Solution: Give as much as you receive.
While nonprofits obviously cannot literally give back to donors in a monetary way, they can certainly keep them apprised of how their donations are serving their communities. For example, start a newsletter that regularly communicates with your donor audience throughout the year to keep them emotionally connected to your organization. In this newsletter, include success stories, pictures of your work, past event reports, upcoming events, and volunteer opportunities. Map out a calendar with deadlines to help your organization make it a priority. I’d recommend sending a newsletter like this once per quarter, at a minimum.
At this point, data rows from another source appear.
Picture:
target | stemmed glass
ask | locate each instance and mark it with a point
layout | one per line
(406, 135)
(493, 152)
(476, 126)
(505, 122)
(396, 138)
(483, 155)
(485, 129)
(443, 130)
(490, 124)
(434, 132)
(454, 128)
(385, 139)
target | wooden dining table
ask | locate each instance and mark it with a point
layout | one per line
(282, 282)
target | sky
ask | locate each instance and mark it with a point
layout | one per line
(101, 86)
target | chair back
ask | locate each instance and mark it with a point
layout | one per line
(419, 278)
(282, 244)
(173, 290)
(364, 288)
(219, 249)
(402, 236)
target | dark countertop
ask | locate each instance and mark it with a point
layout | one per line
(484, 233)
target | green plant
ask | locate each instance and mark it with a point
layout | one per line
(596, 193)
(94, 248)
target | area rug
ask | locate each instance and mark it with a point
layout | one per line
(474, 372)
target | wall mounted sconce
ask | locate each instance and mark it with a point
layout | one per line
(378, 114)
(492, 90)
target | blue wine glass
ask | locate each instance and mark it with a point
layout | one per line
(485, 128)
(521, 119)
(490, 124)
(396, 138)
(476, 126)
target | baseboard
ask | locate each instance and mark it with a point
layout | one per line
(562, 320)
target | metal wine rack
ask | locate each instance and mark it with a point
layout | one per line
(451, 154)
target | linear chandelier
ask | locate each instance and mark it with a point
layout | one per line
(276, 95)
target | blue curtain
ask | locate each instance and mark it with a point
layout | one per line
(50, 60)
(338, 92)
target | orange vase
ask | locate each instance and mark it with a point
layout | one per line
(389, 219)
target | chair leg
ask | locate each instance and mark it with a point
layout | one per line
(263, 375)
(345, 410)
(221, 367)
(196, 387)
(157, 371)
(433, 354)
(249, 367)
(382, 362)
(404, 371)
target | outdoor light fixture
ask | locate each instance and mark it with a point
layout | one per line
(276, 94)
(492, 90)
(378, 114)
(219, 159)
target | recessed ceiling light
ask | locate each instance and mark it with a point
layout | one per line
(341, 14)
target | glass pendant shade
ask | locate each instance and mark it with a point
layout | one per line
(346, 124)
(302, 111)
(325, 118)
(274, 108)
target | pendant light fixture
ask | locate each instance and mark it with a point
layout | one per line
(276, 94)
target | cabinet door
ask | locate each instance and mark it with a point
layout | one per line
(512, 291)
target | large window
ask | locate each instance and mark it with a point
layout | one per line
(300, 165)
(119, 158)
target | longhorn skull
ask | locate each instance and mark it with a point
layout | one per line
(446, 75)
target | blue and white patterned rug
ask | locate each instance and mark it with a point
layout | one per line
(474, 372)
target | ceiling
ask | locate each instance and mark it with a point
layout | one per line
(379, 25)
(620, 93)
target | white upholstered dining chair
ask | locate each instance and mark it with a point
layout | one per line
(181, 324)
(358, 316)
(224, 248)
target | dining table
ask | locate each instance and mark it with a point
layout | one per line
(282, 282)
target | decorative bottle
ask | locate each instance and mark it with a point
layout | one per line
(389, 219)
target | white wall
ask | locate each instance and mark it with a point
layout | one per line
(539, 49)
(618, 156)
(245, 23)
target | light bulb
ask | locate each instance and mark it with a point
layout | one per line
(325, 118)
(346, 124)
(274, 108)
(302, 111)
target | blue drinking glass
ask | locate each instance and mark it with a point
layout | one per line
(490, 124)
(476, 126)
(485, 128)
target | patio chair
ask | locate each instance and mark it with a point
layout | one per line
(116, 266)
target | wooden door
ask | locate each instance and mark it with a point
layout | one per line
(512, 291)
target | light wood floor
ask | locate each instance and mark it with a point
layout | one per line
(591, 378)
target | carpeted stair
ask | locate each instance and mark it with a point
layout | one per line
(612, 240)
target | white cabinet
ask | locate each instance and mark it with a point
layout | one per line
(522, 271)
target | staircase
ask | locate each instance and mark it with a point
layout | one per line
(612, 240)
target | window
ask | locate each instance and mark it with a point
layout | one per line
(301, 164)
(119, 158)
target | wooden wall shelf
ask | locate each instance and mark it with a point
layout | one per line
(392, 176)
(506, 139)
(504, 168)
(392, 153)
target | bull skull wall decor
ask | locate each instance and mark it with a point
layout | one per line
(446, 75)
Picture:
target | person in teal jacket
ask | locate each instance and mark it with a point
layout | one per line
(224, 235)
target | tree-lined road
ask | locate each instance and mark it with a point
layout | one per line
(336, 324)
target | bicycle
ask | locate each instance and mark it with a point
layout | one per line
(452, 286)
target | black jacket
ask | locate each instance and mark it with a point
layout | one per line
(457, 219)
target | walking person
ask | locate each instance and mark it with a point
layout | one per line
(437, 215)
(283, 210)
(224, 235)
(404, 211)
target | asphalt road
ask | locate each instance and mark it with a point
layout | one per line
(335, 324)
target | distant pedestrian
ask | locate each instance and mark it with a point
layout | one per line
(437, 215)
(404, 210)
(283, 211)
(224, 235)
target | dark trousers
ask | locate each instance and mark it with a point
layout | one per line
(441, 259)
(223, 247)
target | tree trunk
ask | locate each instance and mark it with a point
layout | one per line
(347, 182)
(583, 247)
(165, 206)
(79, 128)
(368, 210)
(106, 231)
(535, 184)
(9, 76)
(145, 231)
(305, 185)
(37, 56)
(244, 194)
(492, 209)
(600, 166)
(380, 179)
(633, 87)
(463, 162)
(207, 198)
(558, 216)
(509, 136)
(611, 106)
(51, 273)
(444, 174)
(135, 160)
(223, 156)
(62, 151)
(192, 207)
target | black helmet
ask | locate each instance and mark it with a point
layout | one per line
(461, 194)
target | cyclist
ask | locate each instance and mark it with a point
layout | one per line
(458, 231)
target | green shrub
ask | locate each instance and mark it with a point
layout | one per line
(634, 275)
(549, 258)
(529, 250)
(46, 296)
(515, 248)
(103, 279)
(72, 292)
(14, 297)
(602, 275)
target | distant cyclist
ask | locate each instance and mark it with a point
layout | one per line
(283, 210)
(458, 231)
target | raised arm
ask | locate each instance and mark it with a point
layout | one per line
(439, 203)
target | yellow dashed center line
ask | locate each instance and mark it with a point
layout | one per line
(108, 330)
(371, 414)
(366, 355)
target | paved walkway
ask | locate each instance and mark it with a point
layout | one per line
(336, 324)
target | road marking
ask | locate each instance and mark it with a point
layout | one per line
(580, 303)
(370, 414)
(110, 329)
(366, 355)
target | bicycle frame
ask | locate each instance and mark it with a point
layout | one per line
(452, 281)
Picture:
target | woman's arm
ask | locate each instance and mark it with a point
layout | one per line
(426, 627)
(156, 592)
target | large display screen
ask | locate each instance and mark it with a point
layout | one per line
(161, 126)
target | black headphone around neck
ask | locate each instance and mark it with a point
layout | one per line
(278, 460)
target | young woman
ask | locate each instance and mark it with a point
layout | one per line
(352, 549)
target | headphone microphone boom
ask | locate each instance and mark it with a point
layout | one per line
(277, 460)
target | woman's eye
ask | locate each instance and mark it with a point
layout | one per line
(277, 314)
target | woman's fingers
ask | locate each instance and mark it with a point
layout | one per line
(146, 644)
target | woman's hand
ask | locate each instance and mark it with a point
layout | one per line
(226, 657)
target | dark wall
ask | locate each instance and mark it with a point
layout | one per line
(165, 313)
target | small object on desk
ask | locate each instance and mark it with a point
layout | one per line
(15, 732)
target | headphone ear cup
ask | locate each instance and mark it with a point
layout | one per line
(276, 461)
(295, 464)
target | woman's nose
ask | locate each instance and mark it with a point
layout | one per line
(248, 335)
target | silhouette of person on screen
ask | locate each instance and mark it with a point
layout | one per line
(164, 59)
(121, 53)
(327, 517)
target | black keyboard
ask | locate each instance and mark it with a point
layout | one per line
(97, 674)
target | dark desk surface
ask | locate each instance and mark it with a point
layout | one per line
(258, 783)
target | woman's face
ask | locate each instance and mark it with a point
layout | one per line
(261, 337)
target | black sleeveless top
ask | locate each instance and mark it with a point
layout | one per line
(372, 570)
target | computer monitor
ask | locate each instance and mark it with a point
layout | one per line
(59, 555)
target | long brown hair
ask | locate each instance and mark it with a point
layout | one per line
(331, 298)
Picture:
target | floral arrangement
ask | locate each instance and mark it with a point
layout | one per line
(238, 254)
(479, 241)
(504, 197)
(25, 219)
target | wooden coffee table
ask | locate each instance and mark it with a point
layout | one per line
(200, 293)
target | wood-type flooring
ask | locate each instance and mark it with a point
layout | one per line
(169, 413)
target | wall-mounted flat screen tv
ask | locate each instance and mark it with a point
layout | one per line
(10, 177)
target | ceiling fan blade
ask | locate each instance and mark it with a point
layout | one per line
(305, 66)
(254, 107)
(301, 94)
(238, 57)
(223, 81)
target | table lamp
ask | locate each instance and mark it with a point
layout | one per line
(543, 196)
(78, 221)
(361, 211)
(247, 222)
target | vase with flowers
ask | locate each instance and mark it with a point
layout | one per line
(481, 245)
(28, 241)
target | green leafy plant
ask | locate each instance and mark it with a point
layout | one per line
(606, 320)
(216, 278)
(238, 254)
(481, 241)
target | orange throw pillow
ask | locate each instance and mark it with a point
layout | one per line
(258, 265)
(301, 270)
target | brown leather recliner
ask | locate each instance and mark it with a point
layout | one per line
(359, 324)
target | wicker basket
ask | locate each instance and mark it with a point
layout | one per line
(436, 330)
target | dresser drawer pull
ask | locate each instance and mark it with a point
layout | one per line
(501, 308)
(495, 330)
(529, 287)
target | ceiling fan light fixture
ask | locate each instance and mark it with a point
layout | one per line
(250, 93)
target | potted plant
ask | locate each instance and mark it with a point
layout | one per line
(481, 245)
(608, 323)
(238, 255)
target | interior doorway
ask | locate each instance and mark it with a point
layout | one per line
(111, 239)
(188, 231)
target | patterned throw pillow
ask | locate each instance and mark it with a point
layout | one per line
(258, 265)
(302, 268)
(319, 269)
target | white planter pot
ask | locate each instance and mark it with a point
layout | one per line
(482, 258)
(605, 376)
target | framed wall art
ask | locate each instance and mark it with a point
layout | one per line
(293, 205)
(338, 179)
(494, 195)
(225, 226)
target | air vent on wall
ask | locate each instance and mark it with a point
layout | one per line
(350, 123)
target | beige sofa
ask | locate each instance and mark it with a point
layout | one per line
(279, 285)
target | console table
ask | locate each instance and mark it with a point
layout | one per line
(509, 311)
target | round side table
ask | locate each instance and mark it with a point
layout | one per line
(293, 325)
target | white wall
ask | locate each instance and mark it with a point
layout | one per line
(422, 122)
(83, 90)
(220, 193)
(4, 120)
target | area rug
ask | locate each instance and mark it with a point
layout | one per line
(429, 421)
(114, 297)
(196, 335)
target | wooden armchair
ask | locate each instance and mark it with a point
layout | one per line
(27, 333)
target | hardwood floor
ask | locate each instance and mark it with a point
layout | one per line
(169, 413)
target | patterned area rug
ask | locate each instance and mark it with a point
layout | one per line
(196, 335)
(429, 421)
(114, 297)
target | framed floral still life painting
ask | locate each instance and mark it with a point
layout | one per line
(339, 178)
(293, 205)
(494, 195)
Also, acknowledge that not all of your donors are online or enjoy email communications, particularly our elderly population. Direct mail is an excellent way to make sure you keep all donors informed on a consistent basis, and should be used in addition to online communications. I can attest to this as for one of the nonprofit organizations for which I have volunteered in many capacities, I know of a very large donor and volunteer who cannot stand email. This key donor very often refuses to read it and we therefore communicate with this individual almost entirely by phone and direct mail.
In this era of economic recovery, donors are carefully choosing where to give their money. When they know their donations of are being utilized wisely and for a cause they believe in, they are more likely to continue giving.
Donor Problem: “It’s impossible for me to get involved beyond giving money.”
Solution: Smart segmentation.
Nonprofits likely have their contact databases segmented by contact type, with two separate segments being donors and volunteers. This makes sense on the surface as it is sometimes assumed that donors donate because they have no time or interest in volunteering, and volunteers do so because they have time and are lacking funds to donate. This is not the case, however, and separating the two audiences and communicating with donors about donations and volunteers about volunteering is likely stifling your organization’s donation potential.
A third database segment is needed – volunteers AND donors. The 2012 Bank of America Study of High Net Worth Philanthropy noted that 89% of wealthy individuals volunteered their time to nonprofits in 2011. This means that yes, your donors DO want to volunteer! They just need the information to help them get involved. When a nonprofit can further engage a donor as a volunteer, that donor becomes primed for giving additional donations. Through their volunteerism, they deepen their commitment to the organization and begin to believe more in its mission and work.
By investing time and/or funds in proactive marketing and PR efforts, nonprofits will very likely discover how increasing donor communication translates into an increased volunteer base, increased donor retention, larger donation amounts, and increased donation frequency.